We had touched the Failure Effect before on our chat 5-Reliability made easy – RCM Jargons. Actually, Failure Effects(FE) needs more elaboration because it is the base of making decision about the maintenance activities. So what is in the failure effect section? what is its resources? and how to get the best results out of it? First of all what we record the failure effects for?
Failure effects are for Failure Modes, What do we mean by failure modes?
Now a days, all machinery regardless of its size has its function linked directly or indirectly to rotating equipment. Even if we are discussing a linear motion from a hydraulic cylinder or an air valve, the source of the hydraulic or air power is a rotating pump or compressor. So, one of the common failures is the stoppage of this rotational source. The causes of this stoppage are Failure Modes. If you consider a pump, there are many reasons why a pump my stop rotating. Few of the reasons for this stoppage can be: ball bearing stuck, valve closed, motor tripped, etc. Since each of these has many reasons of its own, you can consider each of them as a Failure. Then you take the failure modes stepdown to its causes as lubrication (missing or wrong), looseness, coupling, heating, induced vibrations and so on.
In short based on the level of your analysis you will come up with many Failure Modes for each Failure. I believe we can have a separate coming complete talk about Failure modes.
For each Failure Mode you need to come up with a Failure Effect. You might think that there will be repeated Failure Effects because all ends up stopping the rotating drive. Well, somehow yes but not that much. As we shall see below, there will be some variation in each Failure effect of a specific Failure Mode. That’s what actually includes the details and clues you are looking for.
What is in the Failure Effect?
It starts with a question that seems obvious but unleashes a wealth of information and opportunities for improvement. The very first Question is:
First Question: How did you come to know that this failure happened?
The answer to this HOW Failure was detected? Question has many possible answers. The complete process stopped and, the operator digged down to find which equipment initiated this complete process stoppage. Simply it may be an audible or visual indicator available to the operator. Also, it might be an indication on the SCADA screen. Other failures might be detected through inspection rounds like leakages.
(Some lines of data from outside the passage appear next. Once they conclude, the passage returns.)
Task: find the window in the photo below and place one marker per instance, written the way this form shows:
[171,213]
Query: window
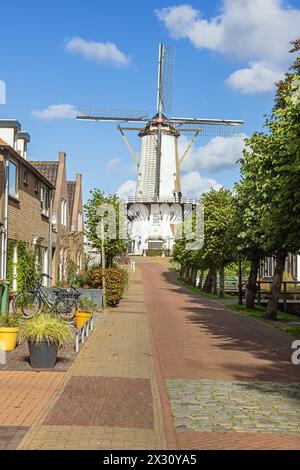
[63,214]
[44,197]
[36,185]
[12,180]
[80,222]
[25,177]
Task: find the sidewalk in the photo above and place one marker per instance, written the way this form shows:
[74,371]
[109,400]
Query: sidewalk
[166,369]
[109,397]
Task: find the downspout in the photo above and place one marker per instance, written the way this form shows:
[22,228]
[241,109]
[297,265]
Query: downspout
[50,238]
[4,238]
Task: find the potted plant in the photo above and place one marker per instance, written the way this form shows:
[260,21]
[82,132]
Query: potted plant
[9,329]
[86,307]
[45,334]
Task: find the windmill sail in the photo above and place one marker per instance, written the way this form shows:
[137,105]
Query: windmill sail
[89,113]
[165,88]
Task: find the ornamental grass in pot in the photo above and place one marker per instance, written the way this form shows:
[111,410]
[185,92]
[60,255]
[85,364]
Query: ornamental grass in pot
[85,308]
[45,334]
[9,329]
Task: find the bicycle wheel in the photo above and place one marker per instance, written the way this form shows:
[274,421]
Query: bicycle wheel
[26,304]
[66,309]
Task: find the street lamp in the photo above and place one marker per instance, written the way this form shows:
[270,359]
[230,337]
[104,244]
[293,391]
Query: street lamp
[103,264]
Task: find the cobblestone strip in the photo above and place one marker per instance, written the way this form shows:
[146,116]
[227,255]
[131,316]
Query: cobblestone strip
[240,406]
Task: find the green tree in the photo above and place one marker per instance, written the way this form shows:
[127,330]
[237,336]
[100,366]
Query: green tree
[114,245]
[271,168]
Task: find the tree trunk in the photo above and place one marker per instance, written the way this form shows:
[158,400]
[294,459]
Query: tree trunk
[186,272]
[208,284]
[181,272]
[191,276]
[222,283]
[201,279]
[271,312]
[214,286]
[251,285]
[194,277]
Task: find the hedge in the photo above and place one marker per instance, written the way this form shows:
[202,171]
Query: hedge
[115,280]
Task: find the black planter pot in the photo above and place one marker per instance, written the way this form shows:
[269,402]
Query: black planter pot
[42,355]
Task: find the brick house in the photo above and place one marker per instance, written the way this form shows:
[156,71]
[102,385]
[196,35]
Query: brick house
[67,218]
[25,201]
[76,238]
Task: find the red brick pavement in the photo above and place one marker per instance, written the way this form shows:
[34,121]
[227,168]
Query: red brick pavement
[196,338]
[104,401]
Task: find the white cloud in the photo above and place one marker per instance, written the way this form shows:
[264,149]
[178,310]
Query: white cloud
[220,152]
[126,189]
[106,53]
[2,92]
[256,32]
[254,79]
[193,184]
[57,111]
[117,165]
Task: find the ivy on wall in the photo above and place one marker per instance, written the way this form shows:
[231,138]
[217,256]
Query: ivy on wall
[26,266]
[10,261]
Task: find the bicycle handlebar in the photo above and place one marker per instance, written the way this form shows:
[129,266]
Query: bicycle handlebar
[45,275]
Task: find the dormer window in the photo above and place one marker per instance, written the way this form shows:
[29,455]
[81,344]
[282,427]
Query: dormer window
[80,220]
[44,198]
[25,177]
[63,212]
[12,179]
[36,186]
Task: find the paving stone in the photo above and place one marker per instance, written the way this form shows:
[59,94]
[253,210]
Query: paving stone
[213,411]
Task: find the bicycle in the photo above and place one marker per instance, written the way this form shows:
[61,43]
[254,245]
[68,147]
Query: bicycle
[28,304]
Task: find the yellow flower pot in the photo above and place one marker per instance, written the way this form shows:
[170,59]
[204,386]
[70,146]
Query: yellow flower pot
[8,338]
[81,318]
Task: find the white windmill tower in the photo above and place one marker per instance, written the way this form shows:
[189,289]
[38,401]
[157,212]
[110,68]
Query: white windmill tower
[156,207]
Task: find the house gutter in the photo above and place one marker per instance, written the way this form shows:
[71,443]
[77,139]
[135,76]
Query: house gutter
[4,234]
[50,238]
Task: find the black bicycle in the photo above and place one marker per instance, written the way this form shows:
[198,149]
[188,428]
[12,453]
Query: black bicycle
[33,302]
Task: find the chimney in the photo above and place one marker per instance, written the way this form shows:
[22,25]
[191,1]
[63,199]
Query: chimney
[22,139]
[62,157]
[8,130]
[79,179]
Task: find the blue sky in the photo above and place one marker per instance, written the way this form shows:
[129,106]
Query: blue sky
[225,68]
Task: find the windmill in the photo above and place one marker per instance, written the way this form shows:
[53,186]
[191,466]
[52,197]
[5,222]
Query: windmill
[159,164]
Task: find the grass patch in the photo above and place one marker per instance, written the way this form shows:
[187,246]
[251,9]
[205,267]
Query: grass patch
[282,322]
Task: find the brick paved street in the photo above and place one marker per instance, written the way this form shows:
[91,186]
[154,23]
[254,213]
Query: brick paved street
[228,378]
[165,369]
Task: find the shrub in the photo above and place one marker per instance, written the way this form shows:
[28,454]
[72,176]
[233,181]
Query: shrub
[9,321]
[48,328]
[115,280]
[85,304]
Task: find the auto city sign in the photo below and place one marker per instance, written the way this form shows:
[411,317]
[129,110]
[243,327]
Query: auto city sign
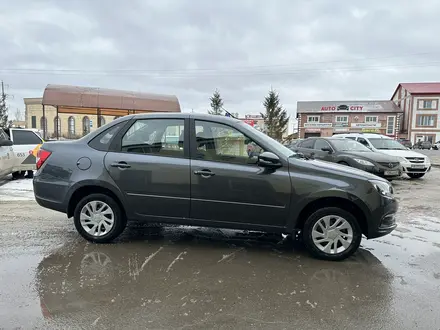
[343,107]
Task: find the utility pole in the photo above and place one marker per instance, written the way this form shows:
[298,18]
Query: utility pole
[3,108]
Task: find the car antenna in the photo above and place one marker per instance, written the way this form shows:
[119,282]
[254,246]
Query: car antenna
[228,114]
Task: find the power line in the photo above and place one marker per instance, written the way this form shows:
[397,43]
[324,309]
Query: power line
[199,70]
[141,73]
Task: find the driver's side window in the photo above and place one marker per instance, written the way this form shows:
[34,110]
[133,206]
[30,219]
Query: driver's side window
[364,142]
[160,137]
[222,143]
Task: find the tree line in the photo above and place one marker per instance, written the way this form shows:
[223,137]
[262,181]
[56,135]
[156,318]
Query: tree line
[275,116]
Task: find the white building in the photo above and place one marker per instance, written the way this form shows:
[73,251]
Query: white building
[420,105]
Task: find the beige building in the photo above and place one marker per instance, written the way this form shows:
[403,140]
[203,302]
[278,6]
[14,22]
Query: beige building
[69,126]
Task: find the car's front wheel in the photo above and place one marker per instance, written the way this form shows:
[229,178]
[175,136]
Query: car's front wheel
[416,175]
[98,218]
[332,233]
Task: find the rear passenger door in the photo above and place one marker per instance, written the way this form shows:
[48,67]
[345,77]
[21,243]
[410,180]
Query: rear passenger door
[150,164]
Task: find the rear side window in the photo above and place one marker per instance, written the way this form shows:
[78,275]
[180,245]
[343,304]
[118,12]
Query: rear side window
[103,140]
[364,142]
[159,137]
[307,144]
[25,137]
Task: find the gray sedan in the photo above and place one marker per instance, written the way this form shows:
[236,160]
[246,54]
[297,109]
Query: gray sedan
[351,153]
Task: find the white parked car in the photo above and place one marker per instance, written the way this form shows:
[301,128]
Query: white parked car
[18,151]
[414,164]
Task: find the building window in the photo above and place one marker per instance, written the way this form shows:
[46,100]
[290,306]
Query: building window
[43,124]
[86,125]
[57,126]
[391,121]
[426,120]
[342,119]
[71,126]
[427,104]
[34,122]
[371,119]
[313,119]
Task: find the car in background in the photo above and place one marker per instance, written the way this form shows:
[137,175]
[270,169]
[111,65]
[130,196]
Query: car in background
[127,171]
[351,153]
[424,145]
[19,154]
[414,164]
[293,144]
[405,142]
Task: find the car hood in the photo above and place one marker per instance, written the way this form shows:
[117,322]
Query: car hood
[374,156]
[402,153]
[342,170]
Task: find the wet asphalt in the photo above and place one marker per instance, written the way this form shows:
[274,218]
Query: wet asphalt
[195,278]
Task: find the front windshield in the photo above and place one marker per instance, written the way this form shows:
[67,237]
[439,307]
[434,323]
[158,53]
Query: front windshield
[386,144]
[349,145]
[275,145]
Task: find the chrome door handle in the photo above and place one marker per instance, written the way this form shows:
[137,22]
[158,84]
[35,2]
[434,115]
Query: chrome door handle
[204,173]
[120,165]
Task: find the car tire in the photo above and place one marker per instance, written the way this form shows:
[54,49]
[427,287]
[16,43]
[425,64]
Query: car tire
[416,175]
[313,230]
[103,225]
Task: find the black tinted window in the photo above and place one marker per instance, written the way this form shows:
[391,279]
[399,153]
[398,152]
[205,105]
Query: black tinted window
[307,144]
[161,137]
[321,144]
[25,137]
[103,140]
[222,143]
[363,141]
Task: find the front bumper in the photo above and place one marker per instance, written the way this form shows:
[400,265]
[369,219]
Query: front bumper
[383,220]
[383,171]
[408,167]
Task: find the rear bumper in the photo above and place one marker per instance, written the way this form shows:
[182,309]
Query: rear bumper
[383,221]
[51,205]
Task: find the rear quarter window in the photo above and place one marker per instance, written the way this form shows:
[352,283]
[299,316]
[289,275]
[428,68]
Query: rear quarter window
[103,140]
[25,137]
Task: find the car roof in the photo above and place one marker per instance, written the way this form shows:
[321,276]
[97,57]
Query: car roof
[182,115]
[364,135]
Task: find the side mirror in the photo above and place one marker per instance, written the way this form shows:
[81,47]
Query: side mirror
[269,160]
[6,143]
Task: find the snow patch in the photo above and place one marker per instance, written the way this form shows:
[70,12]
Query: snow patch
[18,190]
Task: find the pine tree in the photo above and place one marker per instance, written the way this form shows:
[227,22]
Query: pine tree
[4,122]
[216,104]
[275,118]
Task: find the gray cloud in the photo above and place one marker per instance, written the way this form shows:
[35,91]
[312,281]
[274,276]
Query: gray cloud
[304,49]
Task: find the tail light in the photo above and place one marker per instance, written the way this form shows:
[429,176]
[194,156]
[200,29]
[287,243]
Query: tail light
[42,156]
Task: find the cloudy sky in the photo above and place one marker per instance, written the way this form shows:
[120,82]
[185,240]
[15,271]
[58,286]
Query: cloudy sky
[306,50]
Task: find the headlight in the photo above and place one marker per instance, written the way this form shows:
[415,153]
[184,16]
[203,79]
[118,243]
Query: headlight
[363,162]
[384,188]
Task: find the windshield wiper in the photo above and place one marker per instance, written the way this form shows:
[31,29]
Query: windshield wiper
[300,155]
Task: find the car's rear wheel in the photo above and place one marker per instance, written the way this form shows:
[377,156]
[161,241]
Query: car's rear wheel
[416,175]
[332,233]
[98,218]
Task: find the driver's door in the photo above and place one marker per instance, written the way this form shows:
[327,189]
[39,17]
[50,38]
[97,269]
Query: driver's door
[227,186]
[151,168]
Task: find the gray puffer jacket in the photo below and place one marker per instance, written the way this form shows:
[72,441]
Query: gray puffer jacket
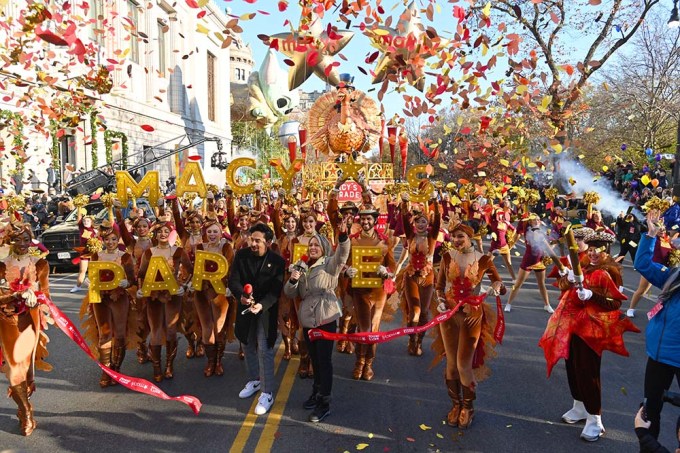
[316,288]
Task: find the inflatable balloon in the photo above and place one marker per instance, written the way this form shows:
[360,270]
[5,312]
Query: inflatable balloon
[312,50]
[266,98]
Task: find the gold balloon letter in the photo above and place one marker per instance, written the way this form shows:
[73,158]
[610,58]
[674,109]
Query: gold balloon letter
[417,194]
[358,255]
[184,183]
[150,181]
[287,174]
[298,251]
[94,272]
[165,282]
[215,277]
[231,173]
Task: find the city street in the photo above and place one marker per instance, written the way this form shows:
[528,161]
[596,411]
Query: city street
[402,409]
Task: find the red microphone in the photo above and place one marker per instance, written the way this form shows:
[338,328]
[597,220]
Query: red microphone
[248,294]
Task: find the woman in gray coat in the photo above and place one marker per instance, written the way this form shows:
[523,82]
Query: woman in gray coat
[319,309]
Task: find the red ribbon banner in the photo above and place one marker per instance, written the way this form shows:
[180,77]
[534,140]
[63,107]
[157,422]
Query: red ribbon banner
[132,383]
[382,337]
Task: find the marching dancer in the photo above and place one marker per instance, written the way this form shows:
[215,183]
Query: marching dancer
[586,323]
[471,327]
[20,323]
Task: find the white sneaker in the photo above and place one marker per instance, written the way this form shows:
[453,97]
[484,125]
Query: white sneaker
[593,429]
[251,388]
[576,414]
[264,403]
Or, through predictive rounds like overheated electrical terminals or gas leakages. Some Failures are discovered only when another failure occurs.
Examples for this can be found in hidden failures as those of standby equipment or protection devices. That fail while waiting for a trigger to start. Their failure is discovered only when they are triggered to take action but they don’t respond. This condition RCM (Reliability-Centered Maintenance) calls it multiple failures. Multiple Failures means that the original hidden failure is added to it the failure that came from not performing its job.
The link between how did you know? and the need for redesign.
A typical scenario for multiple failure can be when a 1+1 pumps system feeds a cooling tank for the process. The main running pump failed. The standby pump was not ready to start due to a failure. Consequently the cooling water tank level decreased till the process stopped. The process stoppage was either due to a low level process interlock signal or due to a signal of high temperature from the temperature sensor.
This above example and other such partial answers of the Failure Effects drives the need of a redesign. The redesign doesn’t mean the need to reconstruct the equipment or the process or to purchase a new one. If you manage to improve the alarm or alert system to make it clearer, easier to understand and, reflecting the level of consequence, you will decrease the effect of the failure or the effect of this specific failure mode. Now comes that the second question that h reveals the consequences of this failure:
Second Question: What happened when this failure mode (cause) occurred or detected?
This question needs a shield against biased answers. Imagine you are in charge of applying the RCM or, personally holding the initiative to test the reliability of the maintenance system. Then you know that you are going to look for concrete answers about the consequence of this failure mode. Whether it is a safety, environmental, operational or cost consequence or a mix of all, never ask explicitly using those words.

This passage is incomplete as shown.